Hello there,
seems like the prop259 algorithm has kind of stabilized and you guys have jumped into implementation. That's great!
A small problem in this process is that I'm probably the only person in Tor who understands the new algorithm right now. We could fix this by doing a small proposal IRC meeting where you guys could summarize the current state of the algorithm, as well as provide some simulation results. I think that folks like Nick, Mike and isis could provide valuable feedback at this point.
Would you guys be interested in something like this? I'm fine with doing it next week at some point. Maybe Wednesday or Thursday? Maybe at 15:00 UTC? Let me know if that's convenient for you.
Cheers!
Sounds good to me, Iván and company?
That would be great!
I have a couple of questions that may help me better prepare for this meeting:
1) In the proposal we assume the arrival of a new consensus as a discrete event. Does this assumption match current tor implementation, or is it more like "having at least X relay descriptors available"? What is the entrypoint for taking actions after we receive a new consensus?
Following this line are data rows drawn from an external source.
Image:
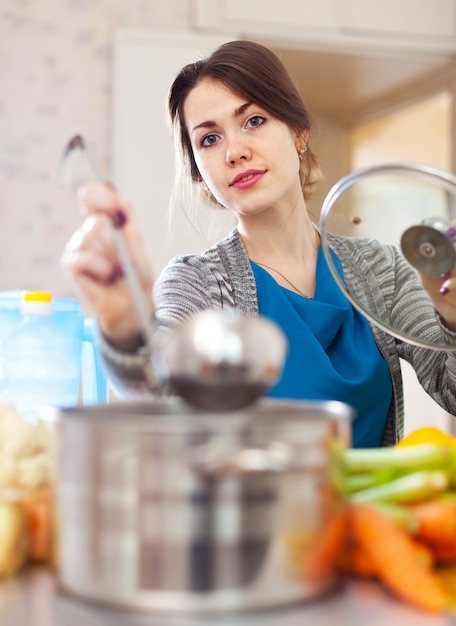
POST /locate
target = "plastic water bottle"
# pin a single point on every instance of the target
(38, 360)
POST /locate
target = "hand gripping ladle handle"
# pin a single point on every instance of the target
(78, 143)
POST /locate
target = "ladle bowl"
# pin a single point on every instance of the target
(217, 360)
(223, 360)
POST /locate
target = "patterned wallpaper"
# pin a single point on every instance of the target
(55, 81)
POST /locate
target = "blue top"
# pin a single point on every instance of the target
(332, 354)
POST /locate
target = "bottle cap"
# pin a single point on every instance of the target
(37, 303)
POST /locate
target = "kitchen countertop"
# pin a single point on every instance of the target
(34, 600)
Keep in mind we refer to "receiving a new consensus" meaning "the list of guards has changed", they might be different things. We are interested in reacting to changes to the "list of guards".
2) Once we have a guard_t, how can we know if it "is present in the latest consensus"?
We found the property `bad_since` but it seems to have a different semantics: when the guard was considered "nonfunctional, unlisted, excluded, or otherwise nonusable" (according to `ENTRY_GUARD_REMOVE_AFTER` description).
We also found `entry_guard_set_status` and how it consider a guard to be unlisted: a failure to find a node with the same identity as the guard using node_get_by_id().
At this point, my understanding is whatever is "in the consensus" can be found by node_get_by_id() and `bad_since` can be used as an additional data for decision making. Is this correct?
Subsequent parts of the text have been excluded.